The June 1, 2020 renewal is the first genuine test of the reinsurance market since the COVID-19 outbreak prompted government-mandated lockdowns across the globe. The pandemic has compounded an already firming reinsurance environment, resulting in challenged placements and pronounced property catastrophe pricing increases, particularly in Florida.
A preliminary analysis of risk-adjusted pricing data compiled by Guy Carpenter shows that most Florida cedents experienced double-digit reinsurance rate increases at June 1, 2020. Terms and conditions also tightened, with reinsurers imposing communicable disease exclusions and removing cascading features more broadly.
Driven by a focus to achieve an absolute communicable disease exclusion, many proposed wordings were so broad that they risked excluding otherwise covered losses such as hurricane or earthquake if there was any perceived (direct or indirect) contribution to the ultimate loss from communicable diseases. Guy Carpenter engaged with reinsurers and other industry groups to raise these concerns and achieved broad success in modifying language to ensure cedents did not inadvertently give up critical coverage. Other coverage restrictions did not materialize.

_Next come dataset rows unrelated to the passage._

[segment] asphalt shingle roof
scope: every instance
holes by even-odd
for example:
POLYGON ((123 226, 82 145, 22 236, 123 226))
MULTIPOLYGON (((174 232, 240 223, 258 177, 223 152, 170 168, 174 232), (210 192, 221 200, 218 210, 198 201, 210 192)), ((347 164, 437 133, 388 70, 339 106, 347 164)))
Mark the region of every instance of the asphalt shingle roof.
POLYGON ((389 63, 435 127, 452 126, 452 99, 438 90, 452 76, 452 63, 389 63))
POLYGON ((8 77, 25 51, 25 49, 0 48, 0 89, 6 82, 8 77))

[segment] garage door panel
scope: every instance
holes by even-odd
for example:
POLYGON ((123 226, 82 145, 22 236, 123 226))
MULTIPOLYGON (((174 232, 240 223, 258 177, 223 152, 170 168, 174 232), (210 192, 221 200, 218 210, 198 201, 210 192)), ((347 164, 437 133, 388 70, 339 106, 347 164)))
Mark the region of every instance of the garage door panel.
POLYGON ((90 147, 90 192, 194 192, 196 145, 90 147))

There was significantly less deployable capacity this year, as reinsurers were already refining Florida portfolios based on their new “view of risk.” The uncertainty generated by COVID-19 further exacerbated this dynamic. Differentiation between programs was once again significant, influenced by factors such as loss experiences, capital strength and perceived litigation/assignment of benefits (AOB) risks. Cedents who performed strongly against these criteria benefited from enhanced access to capacity and more favorable pricing and terms.